I think it's a duplicate of GH-1292.

nashif commented 7 years ago

by Sergey Arkhipov:

Probably yes. It just extends to sys_cycle_get_32() function so it appears to be not very useful.

nashif commented 7 years ago

by Andy Ross:

OK, starting with repeating my understanding:

The root cause is a straightforward race (in both loapic_timer and cortex_m_systick) between a "accumulated" cycle count which is updated in an ISR and a register read of the "current" cycle count since the last timer interrupt. Because the ISR is async, it may not have occured before the timer count reaches zero and so you can see either the correct/updated accumulated count or a stale-by-one-tick non-updated one alongside a zero cycle count.

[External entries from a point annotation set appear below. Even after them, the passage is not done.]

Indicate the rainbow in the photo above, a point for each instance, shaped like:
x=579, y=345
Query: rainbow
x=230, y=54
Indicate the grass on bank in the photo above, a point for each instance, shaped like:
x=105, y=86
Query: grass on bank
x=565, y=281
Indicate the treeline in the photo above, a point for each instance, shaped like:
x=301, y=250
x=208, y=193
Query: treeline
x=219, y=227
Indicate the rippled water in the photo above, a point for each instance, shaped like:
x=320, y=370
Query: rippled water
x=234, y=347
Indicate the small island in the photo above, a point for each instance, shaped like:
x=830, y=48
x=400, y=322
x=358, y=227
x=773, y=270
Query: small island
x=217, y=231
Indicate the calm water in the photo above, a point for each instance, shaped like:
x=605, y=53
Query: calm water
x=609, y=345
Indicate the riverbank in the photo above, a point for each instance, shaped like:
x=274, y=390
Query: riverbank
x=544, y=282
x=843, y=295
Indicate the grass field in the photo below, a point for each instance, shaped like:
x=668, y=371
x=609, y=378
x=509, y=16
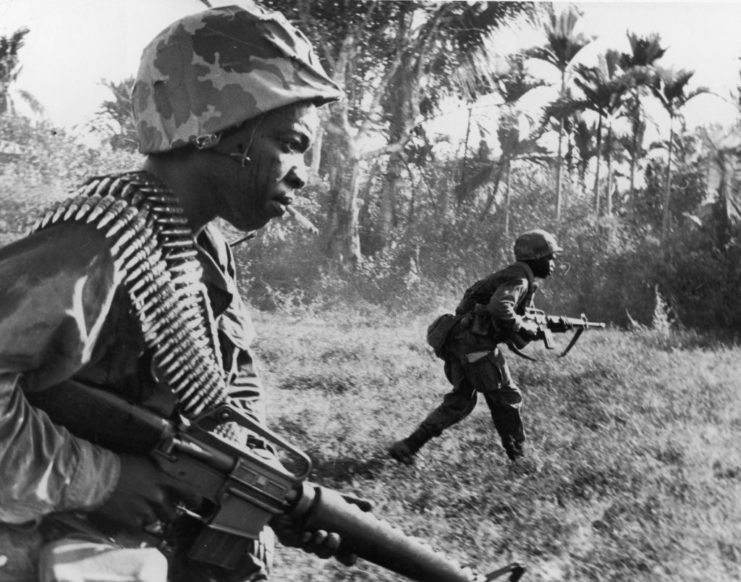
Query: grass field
x=637, y=437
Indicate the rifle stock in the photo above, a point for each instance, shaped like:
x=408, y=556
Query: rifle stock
x=243, y=490
x=547, y=326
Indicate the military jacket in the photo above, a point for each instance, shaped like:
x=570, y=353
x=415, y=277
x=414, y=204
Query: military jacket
x=64, y=314
x=491, y=308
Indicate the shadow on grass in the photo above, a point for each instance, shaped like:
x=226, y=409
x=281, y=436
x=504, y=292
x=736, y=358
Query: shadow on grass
x=342, y=470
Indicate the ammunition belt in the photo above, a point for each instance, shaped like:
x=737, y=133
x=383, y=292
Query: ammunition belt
x=154, y=253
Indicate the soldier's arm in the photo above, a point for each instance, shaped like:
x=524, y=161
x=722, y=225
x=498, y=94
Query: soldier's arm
x=504, y=302
x=55, y=290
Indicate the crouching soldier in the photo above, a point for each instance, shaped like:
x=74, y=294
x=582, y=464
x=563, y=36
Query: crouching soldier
x=491, y=310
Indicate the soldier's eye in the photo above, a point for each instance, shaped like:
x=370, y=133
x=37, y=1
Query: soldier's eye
x=293, y=145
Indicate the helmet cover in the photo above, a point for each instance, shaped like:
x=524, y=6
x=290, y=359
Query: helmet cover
x=535, y=244
x=215, y=69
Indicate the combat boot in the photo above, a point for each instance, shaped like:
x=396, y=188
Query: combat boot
x=405, y=449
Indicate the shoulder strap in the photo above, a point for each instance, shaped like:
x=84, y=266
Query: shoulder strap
x=154, y=254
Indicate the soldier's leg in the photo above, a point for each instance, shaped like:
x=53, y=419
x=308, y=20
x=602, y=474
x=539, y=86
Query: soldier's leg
x=491, y=376
x=456, y=405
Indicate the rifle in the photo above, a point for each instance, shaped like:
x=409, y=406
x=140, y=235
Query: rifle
x=547, y=326
x=243, y=491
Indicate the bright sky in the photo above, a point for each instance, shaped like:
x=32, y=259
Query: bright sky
x=73, y=44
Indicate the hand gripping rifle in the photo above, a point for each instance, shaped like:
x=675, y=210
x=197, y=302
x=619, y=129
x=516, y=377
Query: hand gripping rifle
x=243, y=490
x=547, y=326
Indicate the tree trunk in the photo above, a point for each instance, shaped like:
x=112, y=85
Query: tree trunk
x=608, y=192
x=560, y=152
x=507, y=192
x=596, y=173
x=665, y=214
x=389, y=196
x=558, y=170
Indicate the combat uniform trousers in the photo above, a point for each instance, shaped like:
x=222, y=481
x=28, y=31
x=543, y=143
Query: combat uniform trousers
x=483, y=371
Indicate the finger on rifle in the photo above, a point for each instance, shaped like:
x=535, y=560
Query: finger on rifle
x=363, y=504
x=183, y=492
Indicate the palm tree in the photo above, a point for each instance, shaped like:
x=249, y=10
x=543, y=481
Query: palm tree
x=585, y=138
x=603, y=88
x=10, y=68
x=639, y=66
x=562, y=46
x=114, y=119
x=670, y=88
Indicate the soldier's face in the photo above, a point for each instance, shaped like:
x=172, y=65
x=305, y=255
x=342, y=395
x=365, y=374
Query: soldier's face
x=253, y=191
x=544, y=267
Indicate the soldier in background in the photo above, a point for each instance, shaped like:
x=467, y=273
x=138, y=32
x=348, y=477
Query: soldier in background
x=490, y=311
x=128, y=287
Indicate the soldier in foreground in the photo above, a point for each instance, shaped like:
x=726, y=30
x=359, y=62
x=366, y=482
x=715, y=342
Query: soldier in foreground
x=490, y=312
x=130, y=289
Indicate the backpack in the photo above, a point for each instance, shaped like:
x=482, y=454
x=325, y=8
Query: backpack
x=439, y=330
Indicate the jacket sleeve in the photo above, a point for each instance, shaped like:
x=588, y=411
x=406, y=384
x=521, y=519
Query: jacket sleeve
x=505, y=301
x=56, y=287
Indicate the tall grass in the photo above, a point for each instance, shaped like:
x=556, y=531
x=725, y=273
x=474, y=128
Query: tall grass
x=636, y=434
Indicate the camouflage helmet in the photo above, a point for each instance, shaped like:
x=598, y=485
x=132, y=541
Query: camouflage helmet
x=535, y=244
x=215, y=69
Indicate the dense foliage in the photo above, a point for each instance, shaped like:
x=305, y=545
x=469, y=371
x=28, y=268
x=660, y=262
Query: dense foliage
x=409, y=217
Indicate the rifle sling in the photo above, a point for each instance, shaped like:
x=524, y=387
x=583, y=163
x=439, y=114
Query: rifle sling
x=572, y=343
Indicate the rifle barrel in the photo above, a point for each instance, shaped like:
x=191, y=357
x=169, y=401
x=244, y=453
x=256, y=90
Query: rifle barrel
x=374, y=540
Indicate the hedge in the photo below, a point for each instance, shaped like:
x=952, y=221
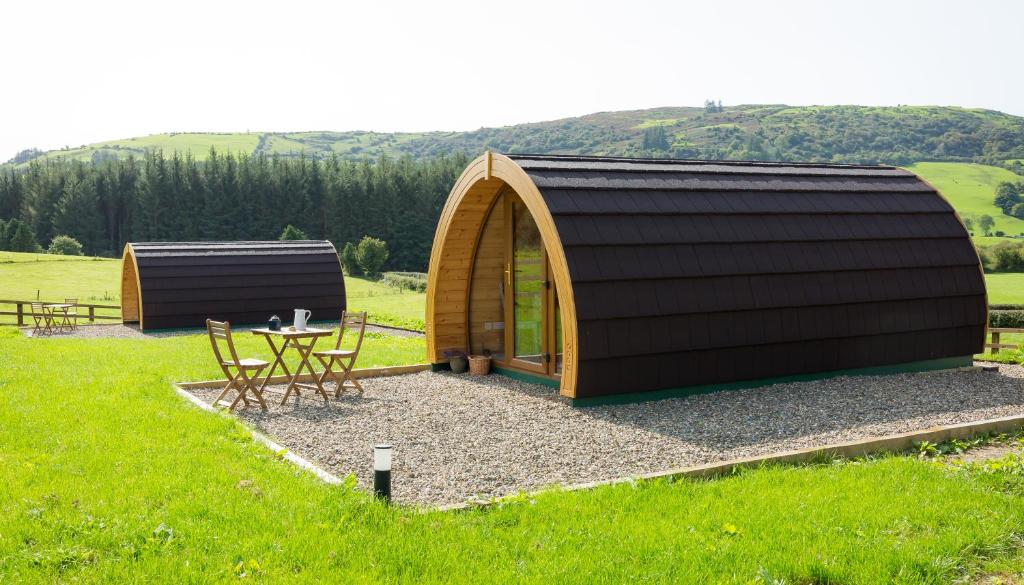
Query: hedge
x=1007, y=319
x=416, y=282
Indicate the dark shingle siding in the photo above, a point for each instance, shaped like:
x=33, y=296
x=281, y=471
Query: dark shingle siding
x=182, y=284
x=689, y=273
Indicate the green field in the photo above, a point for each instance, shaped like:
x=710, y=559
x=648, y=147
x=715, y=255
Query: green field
x=970, y=189
x=738, y=132
x=1006, y=288
x=98, y=281
x=107, y=475
x=199, y=143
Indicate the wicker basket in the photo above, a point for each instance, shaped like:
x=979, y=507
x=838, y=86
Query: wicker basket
x=479, y=365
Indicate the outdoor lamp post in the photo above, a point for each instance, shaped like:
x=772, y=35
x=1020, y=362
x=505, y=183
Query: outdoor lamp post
x=382, y=471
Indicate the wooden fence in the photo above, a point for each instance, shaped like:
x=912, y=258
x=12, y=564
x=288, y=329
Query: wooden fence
x=995, y=345
x=24, y=310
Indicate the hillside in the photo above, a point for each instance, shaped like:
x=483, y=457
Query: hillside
x=840, y=133
x=970, y=189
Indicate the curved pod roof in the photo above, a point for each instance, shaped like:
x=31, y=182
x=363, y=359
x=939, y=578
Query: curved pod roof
x=675, y=274
x=181, y=284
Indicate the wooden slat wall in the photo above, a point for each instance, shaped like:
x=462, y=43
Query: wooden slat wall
x=486, y=315
x=129, y=289
x=451, y=328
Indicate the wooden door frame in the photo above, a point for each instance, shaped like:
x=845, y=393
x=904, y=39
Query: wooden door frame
x=547, y=366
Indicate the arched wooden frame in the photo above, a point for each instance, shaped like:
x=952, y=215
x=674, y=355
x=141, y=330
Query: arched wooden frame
x=131, y=288
x=455, y=247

(Random aside: I can sort of see this for APIC as it's an "external" device, but on ARM the cycle counter is a CPU regiser: how did they manage NOT to specify delivery of the timer interrupt to be cycle exact vs. reads of the cycle count register! Ugh.)

I think I agree with Ben in GH-1292, there's no proper way to fix this except by putting a irq_lock() around the two reads, which I'm reasonably certain is going to be impossible for perfrmance reasons.

But it's possible to almost fix this with a heuristic. Use an atomic flag to signal the begin/end of the read pair and check that it wasn't set from the ISR in the middle. Something like this pseudocode:

static atomic_val_t timer_isr_happened; /* Our new flag */

static volatile accum_count; /* Set to 1 by ISR */

uint32_t get_curr_cycle_count() { /* read hardwre */

uint32_t k_cycle_get_32(void)
{
    uint32_t accum, curr;
    do {
        atomic_clear(&timer_isr_happend);
    accum = accum_count;
    curr = get_curr_cycle_count();
    } while (atomic_get(&timer_isr_happened));
}

(Note we don't strictly need the atomic API for this purpose and a volatile int would be fine on both ARM and x86, we might want to do that to save the handful of cycles on ARM due to the assembly functions. I think x86 just resolves to single-instruction compiler builtins).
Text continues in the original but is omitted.